Figure 2: Raw Data: Fluorescence of AuNP Fiber Samples as a Function of the Wavelength of Incident Light (nm)
The figure above shows the raw data for the fluorescence of the AuNP fiber samples, which incubated with alpha-chymotrypsin, as a function of the wavelength of incident light. The different curves on the graph represent different incubation times, as indicated by the legend.
Figure 3: Fluorescence Intensity of the alpha-Chymotrypsin Blanks and the AuNP Fiber Samples as a Function of the Incubation Time (min)
The above figure shows the fluorescence intensity of both the alpha-chymotrypsin blanks (in blue) and the AuNP fiber samples (in red) as a function of the amount of time that the solutions were incubated. The fluorescence intensity was determined by doing the following:
- I corrected the alpha-chymotrypsin blanks for instrumental noise by subtracting the fluorescence for the last 0.5nm from all of the other fluorescence measurements for each blank
- I did the same correction for instrumental noise for the AuNP fiber samples
- I integrated the area under the fluorescence curve for each blank starting at 420nm. This gave the fluorescence intensity of each blank.

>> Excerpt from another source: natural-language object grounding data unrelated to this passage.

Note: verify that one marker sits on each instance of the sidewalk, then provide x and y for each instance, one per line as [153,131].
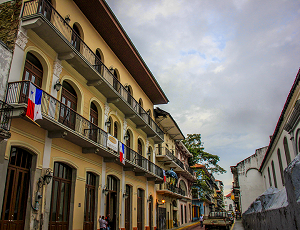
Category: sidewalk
[183,226]
[237,225]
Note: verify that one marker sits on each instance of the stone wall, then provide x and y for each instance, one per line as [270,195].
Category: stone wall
[277,209]
[9,22]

- I integrated the area under the fluorescence curve for each sample starting at 420nm. This gave the fluorescence intensity of each sample.
- I graphed both integrations
Interestingly, both the blanks and the samples seemed to reach a maximum fluorescence intensity at an incubation time between 30-45 minutes. The fluorescence intensity then decreased sharply for the blanks and then began to level off. The same pattern was observed in the AuNP fiber samples, though the drop in intensity was not as steep.

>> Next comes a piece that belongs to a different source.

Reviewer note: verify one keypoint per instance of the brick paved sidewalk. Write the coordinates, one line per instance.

Figure 4: Fluorescence Intensity of the AuNP Fibers+Peptides as a Function of the Incubation Time (min)
The above figure shows the fluorescence intensity of the AuNP fibers+peptides as a function of the amount of time that the solutions were incubated. The fluorescence intensity was determined by subtracting the fluorescence intensity of the alpha-chymotrypsin blanks from that of the AuNP fiber samples. This effectively subtracted out any fluorescence intensity in the fiber samples that would have been from the alpha-chymotrypsin, giving only the fluorescence intensity of the intact AuNP fibers and the chymotrypsin-digested AuNP fibers (peptides).
Figure 5: Concentration of AuNP Fibers+Peptide (mg/mL) as a Function of Incubation Time in alpha-Chymotrypsin (min)

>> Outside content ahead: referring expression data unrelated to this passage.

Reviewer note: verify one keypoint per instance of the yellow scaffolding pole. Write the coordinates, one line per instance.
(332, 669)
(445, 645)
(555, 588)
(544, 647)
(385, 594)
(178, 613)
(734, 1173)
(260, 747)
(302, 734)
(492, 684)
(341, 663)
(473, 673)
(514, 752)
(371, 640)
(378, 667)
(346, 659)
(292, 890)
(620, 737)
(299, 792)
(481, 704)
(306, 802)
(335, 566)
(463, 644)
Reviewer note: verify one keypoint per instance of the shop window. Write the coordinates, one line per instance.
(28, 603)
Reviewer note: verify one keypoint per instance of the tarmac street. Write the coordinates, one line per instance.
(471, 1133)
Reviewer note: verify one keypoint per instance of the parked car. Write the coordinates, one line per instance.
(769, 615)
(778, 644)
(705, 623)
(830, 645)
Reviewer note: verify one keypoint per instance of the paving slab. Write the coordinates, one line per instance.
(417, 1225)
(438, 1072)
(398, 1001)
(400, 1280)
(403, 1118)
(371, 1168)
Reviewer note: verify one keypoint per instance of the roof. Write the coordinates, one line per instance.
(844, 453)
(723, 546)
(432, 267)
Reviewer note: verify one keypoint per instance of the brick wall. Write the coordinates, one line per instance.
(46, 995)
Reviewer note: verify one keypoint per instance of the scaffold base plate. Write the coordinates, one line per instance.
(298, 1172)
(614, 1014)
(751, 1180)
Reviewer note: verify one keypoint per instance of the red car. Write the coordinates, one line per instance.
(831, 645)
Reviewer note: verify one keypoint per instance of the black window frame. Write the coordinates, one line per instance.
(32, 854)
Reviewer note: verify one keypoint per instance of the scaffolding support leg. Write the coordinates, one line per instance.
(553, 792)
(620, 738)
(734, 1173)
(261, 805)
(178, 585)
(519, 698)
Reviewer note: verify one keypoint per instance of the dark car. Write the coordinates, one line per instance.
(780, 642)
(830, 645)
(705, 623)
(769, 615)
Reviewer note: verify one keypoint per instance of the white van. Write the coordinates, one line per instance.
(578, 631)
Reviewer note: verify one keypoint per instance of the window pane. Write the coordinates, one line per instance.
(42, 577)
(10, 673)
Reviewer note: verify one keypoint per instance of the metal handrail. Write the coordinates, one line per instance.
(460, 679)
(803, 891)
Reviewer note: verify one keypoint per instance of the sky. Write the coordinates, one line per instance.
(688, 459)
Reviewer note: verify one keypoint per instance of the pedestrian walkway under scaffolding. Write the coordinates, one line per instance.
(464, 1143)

The above figure shows the concentration of the AuNP fibers+peptides as a function of the amount of time that the solutions were incubated. The concentration of the AuNP fibers+peptides was determined from the data in Figure 4: these data points were divided by the slope of the calibration curve from September 30 (figure 4), which was 475965. This converted the fluorescence intensity to the concentration of AuNP fibers+peptides.